WoodMac: Improvements seen for viability of US tight oil
Global oil-market analysis from research and consultancy firm Wood Mackenzie Ltd. indicates that 70% of new drilling in US tight oil plays and pre-final investment decision (FID) conventional oil projects are commercial at Brent crude oil prices below $60/bbl.
Just 50% of those plays were commercial a year ago. WoodMac says that these “projects are crucial to offset global demand growth and declines from existing production,” noting that some 13 million b/d of new supply could be developed globally from both tight oil and conventional projects by 2025.
Global breakeven costs for tight oil and conventional developments have dropped $19/bbl to the current weighted average of $51/bbl since a peak in 2014 and $8/bbl over the past 12 months.
Of the 13 million b/d, 9 million b/d is commercial at Brent fetching $60/bbl, which is better than any point since 2009 and 1.5 million b/d more than a year ago.

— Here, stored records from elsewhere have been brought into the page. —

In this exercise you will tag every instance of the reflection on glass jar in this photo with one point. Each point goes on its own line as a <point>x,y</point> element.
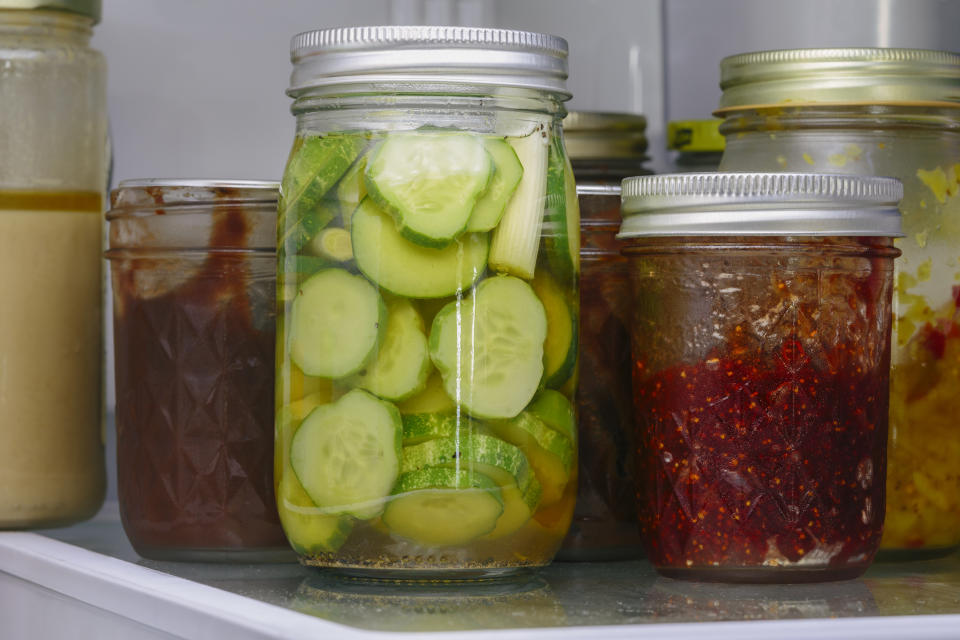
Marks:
<point>193,268</point>
<point>761,344</point>
<point>429,257</point>
<point>604,148</point>
<point>886,112</point>
<point>53,175</point>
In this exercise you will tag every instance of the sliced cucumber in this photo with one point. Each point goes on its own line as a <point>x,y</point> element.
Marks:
<point>549,452</point>
<point>332,244</point>
<point>432,400</point>
<point>310,533</point>
<point>489,347</point>
<point>516,240</point>
<point>420,427</point>
<point>441,507</point>
<point>351,190</point>
<point>346,455</point>
<point>429,182</point>
<point>407,269</point>
<point>337,321</point>
<point>561,226</point>
<point>507,173</point>
<point>315,165</point>
<point>560,347</point>
<point>555,411</point>
<point>402,364</point>
<point>502,462</point>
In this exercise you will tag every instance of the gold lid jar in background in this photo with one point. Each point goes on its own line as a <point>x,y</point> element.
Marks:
<point>53,175</point>
<point>891,112</point>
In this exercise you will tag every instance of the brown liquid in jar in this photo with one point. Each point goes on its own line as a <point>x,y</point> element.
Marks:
<point>195,376</point>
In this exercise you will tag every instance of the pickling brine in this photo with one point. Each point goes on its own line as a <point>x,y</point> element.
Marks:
<point>427,344</point>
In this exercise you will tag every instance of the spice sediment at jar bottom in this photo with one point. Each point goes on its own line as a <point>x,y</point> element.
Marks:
<point>427,340</point>
<point>761,364</point>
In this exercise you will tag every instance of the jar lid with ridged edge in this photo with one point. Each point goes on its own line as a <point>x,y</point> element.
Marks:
<point>90,8</point>
<point>428,54</point>
<point>794,77</point>
<point>755,204</point>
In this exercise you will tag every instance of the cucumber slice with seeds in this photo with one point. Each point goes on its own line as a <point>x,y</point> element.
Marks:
<point>406,269</point>
<point>560,347</point>
<point>402,363</point>
<point>336,322</point>
<point>429,182</point>
<point>516,239</point>
<point>507,173</point>
<point>441,507</point>
<point>489,347</point>
<point>346,455</point>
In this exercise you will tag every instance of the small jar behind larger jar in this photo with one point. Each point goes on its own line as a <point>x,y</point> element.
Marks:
<point>604,149</point>
<point>193,267</point>
<point>761,349</point>
<point>53,176</point>
<point>429,253</point>
<point>892,112</point>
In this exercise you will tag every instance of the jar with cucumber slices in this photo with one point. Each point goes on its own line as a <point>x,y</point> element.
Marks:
<point>428,246</point>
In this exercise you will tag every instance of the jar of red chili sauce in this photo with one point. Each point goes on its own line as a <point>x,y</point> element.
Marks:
<point>761,349</point>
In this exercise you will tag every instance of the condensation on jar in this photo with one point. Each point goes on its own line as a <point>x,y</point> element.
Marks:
<point>193,269</point>
<point>604,149</point>
<point>428,191</point>
<point>892,112</point>
<point>761,343</point>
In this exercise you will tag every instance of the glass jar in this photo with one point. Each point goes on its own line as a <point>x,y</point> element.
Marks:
<point>193,266</point>
<point>761,350</point>
<point>886,112</point>
<point>53,175</point>
<point>429,254</point>
<point>697,144</point>
<point>604,148</point>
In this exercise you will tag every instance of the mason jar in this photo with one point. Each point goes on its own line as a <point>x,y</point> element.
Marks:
<point>604,149</point>
<point>761,351</point>
<point>893,112</point>
<point>193,267</point>
<point>428,256</point>
<point>53,176</point>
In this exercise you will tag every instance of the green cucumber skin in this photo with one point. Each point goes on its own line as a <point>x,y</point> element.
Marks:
<point>340,332</point>
<point>506,176</point>
<point>407,217</point>
<point>324,418</point>
<point>405,269</point>
<point>316,164</point>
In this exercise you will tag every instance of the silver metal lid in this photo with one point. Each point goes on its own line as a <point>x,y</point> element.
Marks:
<point>768,204</point>
<point>89,8</point>
<point>850,75</point>
<point>597,134</point>
<point>454,55</point>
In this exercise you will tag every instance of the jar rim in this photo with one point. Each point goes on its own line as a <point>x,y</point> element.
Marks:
<point>432,54</point>
<point>752,203</point>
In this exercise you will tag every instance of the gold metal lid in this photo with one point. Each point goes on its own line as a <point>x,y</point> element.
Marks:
<point>89,8</point>
<point>840,76</point>
<point>597,134</point>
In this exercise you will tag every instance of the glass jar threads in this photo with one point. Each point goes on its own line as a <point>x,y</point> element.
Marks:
<point>892,112</point>
<point>427,343</point>
<point>761,346</point>
<point>604,148</point>
<point>193,268</point>
<point>53,176</point>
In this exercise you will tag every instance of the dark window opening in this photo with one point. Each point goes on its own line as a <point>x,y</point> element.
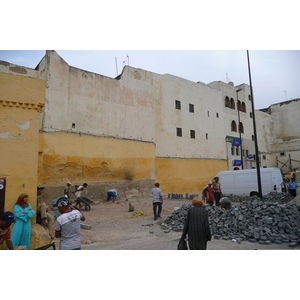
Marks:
<point>191,107</point>
<point>233,126</point>
<point>177,104</point>
<point>179,131</point>
<point>227,103</point>
<point>232,103</point>
<point>241,128</point>
<point>193,134</point>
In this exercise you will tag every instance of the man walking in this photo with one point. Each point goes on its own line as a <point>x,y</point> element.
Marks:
<point>157,198</point>
<point>68,225</point>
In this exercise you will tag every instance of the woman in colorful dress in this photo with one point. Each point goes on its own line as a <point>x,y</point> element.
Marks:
<point>21,231</point>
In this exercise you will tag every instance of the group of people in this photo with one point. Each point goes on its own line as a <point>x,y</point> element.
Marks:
<point>21,232</point>
<point>196,225</point>
<point>67,224</point>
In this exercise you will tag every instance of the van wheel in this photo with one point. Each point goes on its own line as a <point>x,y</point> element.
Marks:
<point>254,194</point>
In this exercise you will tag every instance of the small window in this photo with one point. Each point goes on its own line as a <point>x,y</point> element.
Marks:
<point>191,107</point>
<point>243,107</point>
<point>241,128</point>
<point>177,104</point>
<point>179,131</point>
<point>193,135</point>
<point>233,126</point>
<point>232,103</point>
<point>239,105</point>
<point>227,102</point>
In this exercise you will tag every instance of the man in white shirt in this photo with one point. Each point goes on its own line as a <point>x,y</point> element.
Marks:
<point>157,198</point>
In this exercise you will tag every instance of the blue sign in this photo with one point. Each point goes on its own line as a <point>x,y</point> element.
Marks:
<point>237,162</point>
<point>236,143</point>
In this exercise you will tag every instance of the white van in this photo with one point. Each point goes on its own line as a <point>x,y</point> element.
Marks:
<point>244,182</point>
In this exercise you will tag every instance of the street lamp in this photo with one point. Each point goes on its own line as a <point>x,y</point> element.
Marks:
<point>239,126</point>
<point>254,131</point>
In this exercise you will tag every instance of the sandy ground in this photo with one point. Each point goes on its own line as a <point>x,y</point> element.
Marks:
<point>113,228</point>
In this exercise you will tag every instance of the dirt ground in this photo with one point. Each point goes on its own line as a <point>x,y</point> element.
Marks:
<point>112,227</point>
<point>112,222</point>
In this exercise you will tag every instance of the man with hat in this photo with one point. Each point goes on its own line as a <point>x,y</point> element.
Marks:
<point>68,225</point>
<point>5,232</point>
<point>43,217</point>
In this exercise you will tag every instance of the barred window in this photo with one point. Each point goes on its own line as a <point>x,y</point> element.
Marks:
<point>179,131</point>
<point>191,107</point>
<point>193,134</point>
<point>177,104</point>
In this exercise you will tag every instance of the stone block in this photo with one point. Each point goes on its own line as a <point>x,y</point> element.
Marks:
<point>85,226</point>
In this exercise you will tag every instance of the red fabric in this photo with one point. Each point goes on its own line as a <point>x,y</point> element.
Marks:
<point>210,194</point>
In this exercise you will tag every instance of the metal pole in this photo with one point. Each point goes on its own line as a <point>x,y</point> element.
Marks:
<point>237,99</point>
<point>254,131</point>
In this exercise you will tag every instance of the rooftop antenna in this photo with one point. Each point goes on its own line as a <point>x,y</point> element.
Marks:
<point>116,66</point>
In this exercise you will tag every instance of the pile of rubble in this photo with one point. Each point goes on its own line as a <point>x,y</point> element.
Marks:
<point>264,221</point>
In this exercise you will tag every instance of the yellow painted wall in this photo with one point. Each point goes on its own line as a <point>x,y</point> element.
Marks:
<point>180,176</point>
<point>85,158</point>
<point>21,99</point>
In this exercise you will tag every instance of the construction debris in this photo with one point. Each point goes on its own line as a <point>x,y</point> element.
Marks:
<point>137,214</point>
<point>273,219</point>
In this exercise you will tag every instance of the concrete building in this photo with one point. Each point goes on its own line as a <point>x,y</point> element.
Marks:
<point>142,127</point>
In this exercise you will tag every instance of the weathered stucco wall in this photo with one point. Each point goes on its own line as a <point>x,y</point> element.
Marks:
<point>21,100</point>
<point>186,175</point>
<point>85,158</point>
<point>86,102</point>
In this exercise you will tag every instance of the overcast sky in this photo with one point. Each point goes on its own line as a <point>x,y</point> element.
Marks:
<point>275,74</point>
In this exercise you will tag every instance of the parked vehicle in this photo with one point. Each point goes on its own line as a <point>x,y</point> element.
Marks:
<point>244,182</point>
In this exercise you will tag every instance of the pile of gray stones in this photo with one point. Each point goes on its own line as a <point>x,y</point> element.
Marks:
<point>274,219</point>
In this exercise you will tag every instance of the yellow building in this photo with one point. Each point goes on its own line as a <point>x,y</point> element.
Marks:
<point>22,96</point>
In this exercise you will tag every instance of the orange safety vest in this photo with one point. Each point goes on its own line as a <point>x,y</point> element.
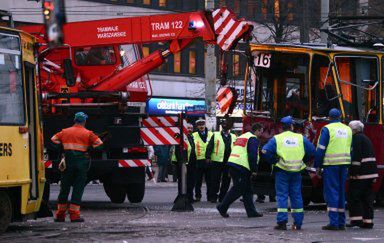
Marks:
<point>76,138</point>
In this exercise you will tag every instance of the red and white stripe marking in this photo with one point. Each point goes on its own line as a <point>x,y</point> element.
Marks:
<point>162,130</point>
<point>48,164</point>
<point>134,163</point>
<point>160,135</point>
<point>228,28</point>
<point>160,121</point>
<point>225,99</point>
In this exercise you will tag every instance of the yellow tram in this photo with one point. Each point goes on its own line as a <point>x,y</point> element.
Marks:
<point>21,169</point>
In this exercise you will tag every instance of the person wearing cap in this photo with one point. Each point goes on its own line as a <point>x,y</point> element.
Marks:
<point>243,165</point>
<point>190,156</point>
<point>75,141</point>
<point>218,150</point>
<point>201,139</point>
<point>291,149</point>
<point>362,173</point>
<point>333,154</point>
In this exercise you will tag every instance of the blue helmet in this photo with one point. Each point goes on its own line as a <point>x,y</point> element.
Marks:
<point>80,117</point>
<point>334,113</point>
<point>287,120</point>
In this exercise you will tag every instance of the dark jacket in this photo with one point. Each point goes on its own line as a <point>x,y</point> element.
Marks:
<point>363,164</point>
<point>163,154</point>
<point>192,157</point>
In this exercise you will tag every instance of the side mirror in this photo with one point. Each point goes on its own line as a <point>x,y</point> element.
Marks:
<point>68,73</point>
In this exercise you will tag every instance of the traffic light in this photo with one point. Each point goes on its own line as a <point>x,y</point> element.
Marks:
<point>54,19</point>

Most of the 9 million b/d is US tight oil, reflecting productivity improvements and cost deflation in the key growth plays.
WoodMac says the “big winners” as a result of these improvements are incumbent operators in the major tight oil growth plays such as the Midcontinent and Permian basin, including US independents EOG Resources Inc., Pioneer Natural Resources Co., Continental Resources Inc., and Apache Corp.; and majors ExxonMobil Corp. and Chevron Corp.
“In contrast, the majority of conventional pre-FID projects are not commercial at $60/bbl,” said Harry Paton, WoodMac research analyst. “These projects will be needed to meet demand growth into the next decade but higher prices or significant additional cost reductions are required for many to be commercial. If prices remain at around $50/bbl, then many major conventional projects are at risk of deferral or cancellation.”
WoodMac's breakeven analysis shows that deepwater projects are highest on the cost curve despite some progress on cost deflation. Deepwater Angola and Nigeria projects have already suffered cancellations and more are at risk. Brazil in contrast holds its own in the middle of the cost curve with a weighted average breakeven of $50/bbl due to world-class projects of scale such as Libra (OGJ Online, July 12, 2016).